Breaking Down Breaking News

By Karlee Van De Venter, Arts and Features Editor


Lately, it feels like there is so much going on: in the world, in the news, in our lives. Keeping up with current events was hard enough already, and now we’ve got a lot of information getting thrown at us at all times. Use this breakdown of some current topics to get the basic understanding and what you need to know.

  • COVID-19 updates 
    • The CDC announced that individuals who are fully vaccinated (two weeks after your last required shot) may go without masks or social distancing in public spaces, unless they are somewhere with requirements still in place. Businesses and governments are now trying to decide how to approach the change and update their protocols accordingly.
    • The Pfizer vaccine was approved for ages 12-17. 
    • Gov. Inslee announced that Washington is on track to return to completely normal by June 30. If 70% or more of Washingtonians have begun getting vaccinated, the state reopen could occur earlier. 
    • All counties in Washington are currently in Phase 3, which allows for 50% occupancy indoors. 
  • The conflict between Israel and Palestine
    • While the three Abrahamic religions (Arab Christians, Arab Muslims and Arab Jews) have lived in peace, the conflict  in Israel and Palestine has escalated far beyond that. 

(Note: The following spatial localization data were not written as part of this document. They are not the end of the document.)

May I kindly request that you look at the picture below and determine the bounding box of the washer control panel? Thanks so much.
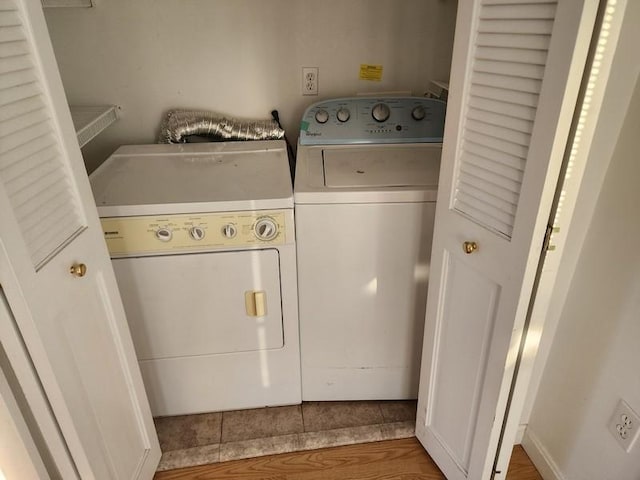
[299,97,446,145]
[101,210,288,257]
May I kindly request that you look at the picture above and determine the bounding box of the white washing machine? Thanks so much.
[90,140,301,416]
[294,97,445,401]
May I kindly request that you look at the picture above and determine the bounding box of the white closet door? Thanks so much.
[415,1,599,479]
[0,1,160,479]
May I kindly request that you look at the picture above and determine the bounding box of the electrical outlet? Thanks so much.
[302,67,318,96]
[609,399,640,452]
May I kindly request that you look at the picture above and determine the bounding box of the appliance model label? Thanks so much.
[359,64,383,81]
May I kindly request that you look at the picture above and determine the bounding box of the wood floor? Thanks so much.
[154,438,542,480]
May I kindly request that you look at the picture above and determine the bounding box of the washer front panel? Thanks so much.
[102,210,289,257]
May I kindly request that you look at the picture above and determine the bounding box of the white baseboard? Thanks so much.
[521,428,566,480]
[515,424,526,444]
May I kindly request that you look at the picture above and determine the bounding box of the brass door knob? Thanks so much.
[463,241,478,254]
[70,263,87,277]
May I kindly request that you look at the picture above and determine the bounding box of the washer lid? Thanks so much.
[90,141,292,216]
[322,146,440,188]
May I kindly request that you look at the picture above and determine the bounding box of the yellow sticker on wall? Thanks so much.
[359,64,383,81]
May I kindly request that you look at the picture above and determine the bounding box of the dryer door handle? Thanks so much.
[245,290,267,317]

    • Palestine took in a lot of Jewish refugees in Europe after the Holocaust. Anti-Semitism grew in the continent, sparking the rise of the Zionist movement, who want a Jew-only state. 

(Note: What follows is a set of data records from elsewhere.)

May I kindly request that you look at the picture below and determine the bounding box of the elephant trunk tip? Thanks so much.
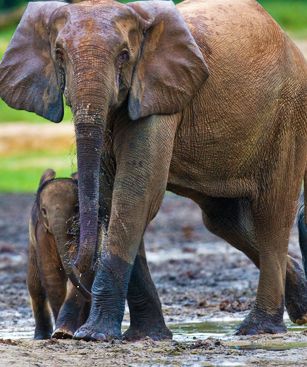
[69,262,92,300]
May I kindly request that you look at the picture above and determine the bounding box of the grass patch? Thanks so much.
[258,0,307,38]
[0,150,77,192]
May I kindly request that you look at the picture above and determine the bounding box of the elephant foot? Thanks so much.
[235,306,286,335]
[52,327,74,339]
[285,259,307,325]
[74,321,122,342]
[123,324,172,341]
[34,325,52,340]
[34,330,52,340]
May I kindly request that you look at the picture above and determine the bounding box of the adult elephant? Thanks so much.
[1,0,307,340]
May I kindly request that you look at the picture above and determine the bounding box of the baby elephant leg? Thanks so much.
[27,246,53,340]
[52,281,91,339]
[123,240,172,341]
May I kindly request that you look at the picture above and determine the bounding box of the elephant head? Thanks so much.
[0,1,208,287]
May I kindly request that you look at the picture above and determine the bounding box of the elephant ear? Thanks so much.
[127,0,209,120]
[0,1,66,123]
[39,169,56,188]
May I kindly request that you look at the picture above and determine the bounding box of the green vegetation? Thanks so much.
[0,0,24,10]
[0,150,77,192]
[259,0,307,38]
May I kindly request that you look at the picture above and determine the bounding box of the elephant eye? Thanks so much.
[41,207,47,217]
[118,49,130,64]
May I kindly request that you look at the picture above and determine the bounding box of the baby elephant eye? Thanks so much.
[118,49,130,64]
[41,208,47,217]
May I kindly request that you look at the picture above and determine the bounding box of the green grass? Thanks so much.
[259,0,307,38]
[0,150,77,192]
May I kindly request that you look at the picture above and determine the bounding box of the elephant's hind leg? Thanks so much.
[124,240,172,341]
[202,196,307,334]
[298,205,307,278]
[285,256,307,325]
[236,213,289,336]
[204,198,307,327]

    • Over time, Palestinian land was divided, with some was given to European Jews. While there has been temporary peace, the two groups continued to push for more. 
    • The state of c was founded in Palestine in 1948. Through international systems, Israel grew more powerful and gained more resources. 

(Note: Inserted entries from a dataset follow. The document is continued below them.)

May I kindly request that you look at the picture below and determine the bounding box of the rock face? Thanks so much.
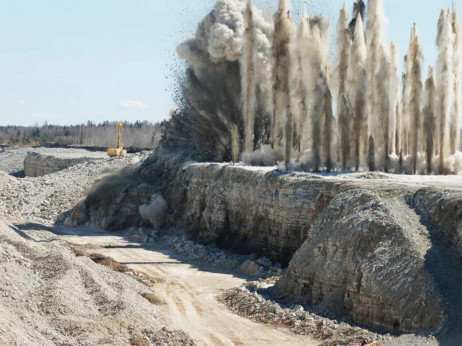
[24,152,105,177]
[410,189,462,255]
[179,164,340,263]
[276,189,445,334]
[68,150,462,334]
[69,153,342,263]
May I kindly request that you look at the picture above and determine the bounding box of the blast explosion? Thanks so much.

    • Palestinian refugees have since been unable to leave, stripped of their rights, patrolled/monitored consistently and only receive controlled basic resources. 
    • This April, the first night of Ramadan was being celebrated in the Asqa Mosque. At the same time, Israeli officials were celebrating their Memorial Day at a nearby sacred site. 
    • The Asqa Mosque had speakers, broadcasting prayer for those participating in Ramadan. The Israeli president, Reuven Rivlin, was giving a speech, and officials requested that the Mosque stop broadcasting prayer during the speech. 
    • When the Asqa Mosque continued to broadcast prayer during the speech, Israeli officers raided the building and cut off access. Shortly after, a popular plaza for Palestinian celebrations was shut down by police. 
    • Palestinians began to protest in response. This led to counter-protests from far-right Jewish organizations. The plaza was then reopened, but not without consequences. 
    • Palestinians continued to fight against the treatment of their people, including the area’s long-term issue of displacement. As more Palestinians are displaced but unable to leave the country, the tension grows. 
    • On May 7, the police raided the Asqa Mosque with rubber bullets, stun grenades and tear gas to use against protesters. Both sides are claiming that the other started it. 
    • The following days saw more of the same, until the conflict had become a war. Israel has been bombing opposing leaders and their families. 
    • There have been around 200 reported Palestinian deaths and over 1,200 injuries. Israel is justifying the bombings of leaders, citing terrorism and weapon storage. 
    • The U.S. gives $3.8 in military aid to Israel each year. When speaking with Israeli officials, Biden agreed that Israel had the right to respond to the terrorist threat, but also advocated for solutions without further bombings. He also had concerns regarding the treatment of Palestinian people. 
  • Pipeline hack 
    • The Colonial Pipeline based in Georgia reaches from Texas to New Jersey. Around half of the motor and aviation fuel in the Northeast and the South travels through the Colonial. 
    • The pipeline suffered a ransomware attack from DarkSide, an organized crime group. They were paid $4.4 million in ransom. 
    • The demand for gas spiked in several states after the hack, which the hackers supposedly did not intend for. 
    • President Biden issued an executive order for stronger cybersecurity in the U.S.